Here are three opinion pieces, to give you a sample:


"Scientists can be advocates in the policy arena, but they will have a greater impact on public policy if they are not. In fact, we need more scientists to take a stand for a non-advocacy approach in the policy arena. The reputation of science (and scientists) will improve and we’ll ultimately get better public policies...elected officials will first look for a researcher’s underlying biases. They will look at who funded your research, whether you have written op-eds naming and shaming individuals or groups, whether you appear to have an agenda, and what you post on social media. Researchers are often unaware of how easily they slip into advocate mode and how much care must be taken to appear unbiased and objective. Yet being known as an honest broker and a non-advocate is essential for long-term success in the policy world. The most successful researchers—those trusted on both sides of the aisle—present the literature fairly and dispassionately and lay out the consequences of various policy options. They then stop and listen."

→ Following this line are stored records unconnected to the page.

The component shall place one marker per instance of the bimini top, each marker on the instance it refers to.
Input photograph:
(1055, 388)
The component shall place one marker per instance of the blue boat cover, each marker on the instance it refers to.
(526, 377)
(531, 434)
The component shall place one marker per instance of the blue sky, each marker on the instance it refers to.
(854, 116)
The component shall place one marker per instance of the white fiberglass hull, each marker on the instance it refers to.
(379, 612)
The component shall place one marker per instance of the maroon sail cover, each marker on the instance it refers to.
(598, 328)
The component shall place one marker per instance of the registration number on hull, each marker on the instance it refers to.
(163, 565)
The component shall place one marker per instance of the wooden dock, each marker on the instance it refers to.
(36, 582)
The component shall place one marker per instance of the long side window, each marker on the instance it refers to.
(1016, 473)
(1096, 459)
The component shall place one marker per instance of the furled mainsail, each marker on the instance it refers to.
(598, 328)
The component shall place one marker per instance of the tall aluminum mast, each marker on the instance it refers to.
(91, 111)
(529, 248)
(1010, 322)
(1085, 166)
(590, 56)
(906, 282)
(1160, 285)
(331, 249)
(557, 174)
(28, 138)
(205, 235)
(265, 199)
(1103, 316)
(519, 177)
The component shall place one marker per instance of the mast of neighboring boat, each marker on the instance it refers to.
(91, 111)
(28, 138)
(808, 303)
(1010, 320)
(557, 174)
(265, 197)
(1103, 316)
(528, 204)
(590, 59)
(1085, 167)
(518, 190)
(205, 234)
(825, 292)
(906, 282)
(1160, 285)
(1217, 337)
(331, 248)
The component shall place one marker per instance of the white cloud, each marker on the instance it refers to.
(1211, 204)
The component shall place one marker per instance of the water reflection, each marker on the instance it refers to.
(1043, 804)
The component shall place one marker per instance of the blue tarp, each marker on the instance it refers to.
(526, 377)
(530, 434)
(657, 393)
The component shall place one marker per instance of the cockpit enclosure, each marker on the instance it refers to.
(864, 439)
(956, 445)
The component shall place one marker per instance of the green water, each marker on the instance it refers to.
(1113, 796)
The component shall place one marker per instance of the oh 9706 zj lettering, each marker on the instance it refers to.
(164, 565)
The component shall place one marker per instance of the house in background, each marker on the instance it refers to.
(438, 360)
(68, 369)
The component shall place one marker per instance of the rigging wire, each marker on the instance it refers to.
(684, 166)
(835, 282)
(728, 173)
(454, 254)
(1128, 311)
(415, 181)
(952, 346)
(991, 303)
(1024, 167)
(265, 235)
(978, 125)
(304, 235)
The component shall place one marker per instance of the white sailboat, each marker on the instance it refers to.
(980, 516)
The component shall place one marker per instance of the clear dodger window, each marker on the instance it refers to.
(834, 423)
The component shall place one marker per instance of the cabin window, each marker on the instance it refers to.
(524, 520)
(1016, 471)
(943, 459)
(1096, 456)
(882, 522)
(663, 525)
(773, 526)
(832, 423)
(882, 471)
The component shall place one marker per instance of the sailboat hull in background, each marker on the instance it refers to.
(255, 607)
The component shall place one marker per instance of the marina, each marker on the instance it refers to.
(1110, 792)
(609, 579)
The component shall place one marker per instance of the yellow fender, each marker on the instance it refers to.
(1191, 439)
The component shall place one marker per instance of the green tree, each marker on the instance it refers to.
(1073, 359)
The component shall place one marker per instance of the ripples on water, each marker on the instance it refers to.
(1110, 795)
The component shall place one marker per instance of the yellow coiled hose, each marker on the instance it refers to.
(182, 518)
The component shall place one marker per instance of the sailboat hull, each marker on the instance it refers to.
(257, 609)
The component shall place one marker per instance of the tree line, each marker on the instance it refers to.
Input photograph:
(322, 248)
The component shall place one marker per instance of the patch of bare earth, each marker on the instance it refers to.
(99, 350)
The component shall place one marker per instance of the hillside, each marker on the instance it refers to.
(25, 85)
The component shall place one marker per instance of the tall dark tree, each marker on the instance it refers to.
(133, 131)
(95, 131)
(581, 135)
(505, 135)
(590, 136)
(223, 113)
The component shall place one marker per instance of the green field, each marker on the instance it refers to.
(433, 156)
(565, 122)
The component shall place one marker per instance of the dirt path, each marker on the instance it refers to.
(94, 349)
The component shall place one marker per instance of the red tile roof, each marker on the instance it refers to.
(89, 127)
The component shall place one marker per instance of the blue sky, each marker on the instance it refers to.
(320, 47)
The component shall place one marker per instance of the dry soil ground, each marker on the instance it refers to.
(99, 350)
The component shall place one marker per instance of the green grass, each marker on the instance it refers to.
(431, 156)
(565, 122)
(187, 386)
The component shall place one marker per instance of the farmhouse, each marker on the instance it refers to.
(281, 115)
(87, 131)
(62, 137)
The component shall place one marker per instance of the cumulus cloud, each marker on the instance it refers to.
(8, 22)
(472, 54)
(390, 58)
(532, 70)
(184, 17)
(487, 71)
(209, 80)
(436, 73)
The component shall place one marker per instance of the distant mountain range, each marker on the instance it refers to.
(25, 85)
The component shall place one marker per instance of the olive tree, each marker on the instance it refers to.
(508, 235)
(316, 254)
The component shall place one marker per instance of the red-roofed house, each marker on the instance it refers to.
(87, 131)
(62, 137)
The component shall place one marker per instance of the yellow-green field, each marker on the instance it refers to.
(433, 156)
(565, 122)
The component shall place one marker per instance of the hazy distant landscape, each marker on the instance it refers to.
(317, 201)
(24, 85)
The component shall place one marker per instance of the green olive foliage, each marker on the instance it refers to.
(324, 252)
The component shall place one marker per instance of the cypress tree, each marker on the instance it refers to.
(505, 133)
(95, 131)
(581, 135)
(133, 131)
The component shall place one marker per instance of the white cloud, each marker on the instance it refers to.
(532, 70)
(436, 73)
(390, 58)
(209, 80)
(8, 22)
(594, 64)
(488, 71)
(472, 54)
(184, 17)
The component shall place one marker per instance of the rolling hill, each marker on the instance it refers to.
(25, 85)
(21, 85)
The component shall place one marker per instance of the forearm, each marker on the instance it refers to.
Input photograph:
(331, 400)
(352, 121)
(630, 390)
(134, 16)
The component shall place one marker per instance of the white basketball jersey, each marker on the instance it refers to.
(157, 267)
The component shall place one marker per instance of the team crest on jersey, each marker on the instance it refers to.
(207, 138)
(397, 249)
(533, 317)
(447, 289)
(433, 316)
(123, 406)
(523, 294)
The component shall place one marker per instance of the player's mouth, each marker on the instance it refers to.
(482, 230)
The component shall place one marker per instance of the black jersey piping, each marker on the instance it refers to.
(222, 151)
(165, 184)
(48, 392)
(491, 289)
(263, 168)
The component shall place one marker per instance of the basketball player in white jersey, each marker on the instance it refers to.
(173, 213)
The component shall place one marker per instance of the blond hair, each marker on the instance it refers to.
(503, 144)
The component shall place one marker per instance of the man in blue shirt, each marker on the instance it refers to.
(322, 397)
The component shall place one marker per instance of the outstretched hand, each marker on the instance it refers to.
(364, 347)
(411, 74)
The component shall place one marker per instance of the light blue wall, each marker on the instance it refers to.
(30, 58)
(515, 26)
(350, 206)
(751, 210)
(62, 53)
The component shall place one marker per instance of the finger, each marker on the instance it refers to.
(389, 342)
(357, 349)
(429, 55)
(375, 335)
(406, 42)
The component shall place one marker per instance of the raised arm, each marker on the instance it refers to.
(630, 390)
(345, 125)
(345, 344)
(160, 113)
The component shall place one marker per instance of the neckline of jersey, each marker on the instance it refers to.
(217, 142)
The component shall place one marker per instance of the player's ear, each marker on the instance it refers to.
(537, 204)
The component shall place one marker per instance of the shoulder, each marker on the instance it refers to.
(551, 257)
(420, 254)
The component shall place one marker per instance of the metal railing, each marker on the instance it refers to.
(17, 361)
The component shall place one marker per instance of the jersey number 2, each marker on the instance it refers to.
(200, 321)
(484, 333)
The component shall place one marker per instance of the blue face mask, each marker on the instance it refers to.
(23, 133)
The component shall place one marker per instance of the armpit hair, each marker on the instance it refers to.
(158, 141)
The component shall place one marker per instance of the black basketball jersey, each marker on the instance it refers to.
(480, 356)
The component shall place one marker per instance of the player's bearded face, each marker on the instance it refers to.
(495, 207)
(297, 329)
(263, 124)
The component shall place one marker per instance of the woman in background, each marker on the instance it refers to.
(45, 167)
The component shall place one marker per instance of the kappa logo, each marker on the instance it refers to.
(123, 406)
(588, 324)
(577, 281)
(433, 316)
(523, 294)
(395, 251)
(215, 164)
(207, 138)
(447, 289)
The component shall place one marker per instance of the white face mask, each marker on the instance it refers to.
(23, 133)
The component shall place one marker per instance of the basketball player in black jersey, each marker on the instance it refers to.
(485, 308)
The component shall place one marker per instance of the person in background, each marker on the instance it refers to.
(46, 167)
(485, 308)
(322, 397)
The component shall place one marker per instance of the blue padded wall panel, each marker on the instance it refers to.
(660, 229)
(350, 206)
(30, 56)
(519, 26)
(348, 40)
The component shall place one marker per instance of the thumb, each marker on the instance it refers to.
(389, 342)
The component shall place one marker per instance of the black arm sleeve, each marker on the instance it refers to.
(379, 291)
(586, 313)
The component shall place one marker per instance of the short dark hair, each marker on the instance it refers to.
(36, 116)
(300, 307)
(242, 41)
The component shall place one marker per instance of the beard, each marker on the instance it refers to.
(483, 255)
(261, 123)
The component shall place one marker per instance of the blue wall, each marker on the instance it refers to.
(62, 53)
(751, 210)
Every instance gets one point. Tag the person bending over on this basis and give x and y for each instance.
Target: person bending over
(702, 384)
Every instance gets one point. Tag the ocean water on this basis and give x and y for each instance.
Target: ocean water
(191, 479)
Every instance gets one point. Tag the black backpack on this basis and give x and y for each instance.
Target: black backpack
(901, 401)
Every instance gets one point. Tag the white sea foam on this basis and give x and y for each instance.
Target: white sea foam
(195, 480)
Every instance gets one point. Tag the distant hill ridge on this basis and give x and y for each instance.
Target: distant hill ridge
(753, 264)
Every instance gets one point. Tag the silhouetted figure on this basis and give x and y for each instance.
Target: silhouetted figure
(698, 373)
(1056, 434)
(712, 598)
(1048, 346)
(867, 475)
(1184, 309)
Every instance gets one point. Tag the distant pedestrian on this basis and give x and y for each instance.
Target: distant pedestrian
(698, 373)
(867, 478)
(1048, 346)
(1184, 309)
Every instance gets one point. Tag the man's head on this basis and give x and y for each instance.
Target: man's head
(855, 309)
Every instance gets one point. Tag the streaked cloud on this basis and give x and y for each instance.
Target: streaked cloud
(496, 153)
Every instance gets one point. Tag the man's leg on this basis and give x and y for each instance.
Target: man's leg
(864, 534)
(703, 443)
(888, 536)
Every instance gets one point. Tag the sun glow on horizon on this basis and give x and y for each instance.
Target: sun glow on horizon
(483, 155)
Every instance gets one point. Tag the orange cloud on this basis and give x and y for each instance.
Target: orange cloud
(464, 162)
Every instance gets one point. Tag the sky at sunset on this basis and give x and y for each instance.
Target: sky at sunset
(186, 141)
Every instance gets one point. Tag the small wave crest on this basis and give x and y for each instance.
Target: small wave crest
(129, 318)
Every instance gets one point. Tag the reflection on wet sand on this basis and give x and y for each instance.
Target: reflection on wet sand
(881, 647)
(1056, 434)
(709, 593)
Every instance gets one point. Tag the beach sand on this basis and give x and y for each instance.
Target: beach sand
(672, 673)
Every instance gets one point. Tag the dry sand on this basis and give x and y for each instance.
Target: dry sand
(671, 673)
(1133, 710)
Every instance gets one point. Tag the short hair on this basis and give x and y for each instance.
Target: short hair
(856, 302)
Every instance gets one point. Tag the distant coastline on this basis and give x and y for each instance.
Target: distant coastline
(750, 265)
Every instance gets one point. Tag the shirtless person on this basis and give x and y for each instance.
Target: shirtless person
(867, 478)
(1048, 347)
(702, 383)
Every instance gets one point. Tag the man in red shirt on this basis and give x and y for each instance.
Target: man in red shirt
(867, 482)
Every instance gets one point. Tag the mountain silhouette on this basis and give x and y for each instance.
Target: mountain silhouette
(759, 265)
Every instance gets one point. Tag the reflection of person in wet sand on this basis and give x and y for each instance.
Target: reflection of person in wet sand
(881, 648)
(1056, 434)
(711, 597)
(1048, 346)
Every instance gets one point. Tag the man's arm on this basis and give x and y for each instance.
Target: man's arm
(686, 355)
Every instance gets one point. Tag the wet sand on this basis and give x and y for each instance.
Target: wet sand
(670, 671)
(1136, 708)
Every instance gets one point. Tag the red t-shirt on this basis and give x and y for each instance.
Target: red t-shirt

Heidi Normandin is the director of legislative outreach at the University of Wisconsin–Madison La Follette School of Public Affairs.


..."Ultimately I think science and advocacy need each other in order to be as effective as possible. Why? Most scientists do not want to conduct science for the sake of science alone. They want their findings to be used to improve lives. Advocates often are the drivers of change. Advocates want the world to be materially better for people, so they generally want to advocate for what is proven to work. More collaboration between scientists and advocates could be a powerful force for good."

Josh Wright is the executive director of ideas42.


"While a researcher may not choose to engage in overt advocacy or activism, we should realize that all research is inherently political. Choices are made about what research to fund and conduct, who has input into the decisions and process, and who can access the results...I believe that denying the political nature of research, particularly by those doing it, is to live a life willfully unexamined in a way that we would not accept when conducting research. We should all be questioning our motives, our assumptions, our values and how our research fits with who we believe we are and who is and should be benefiting from our work."

Jean McKendree is a cognitive scientist who has worked in psychology departments, research centres, and medical schools in applied education research.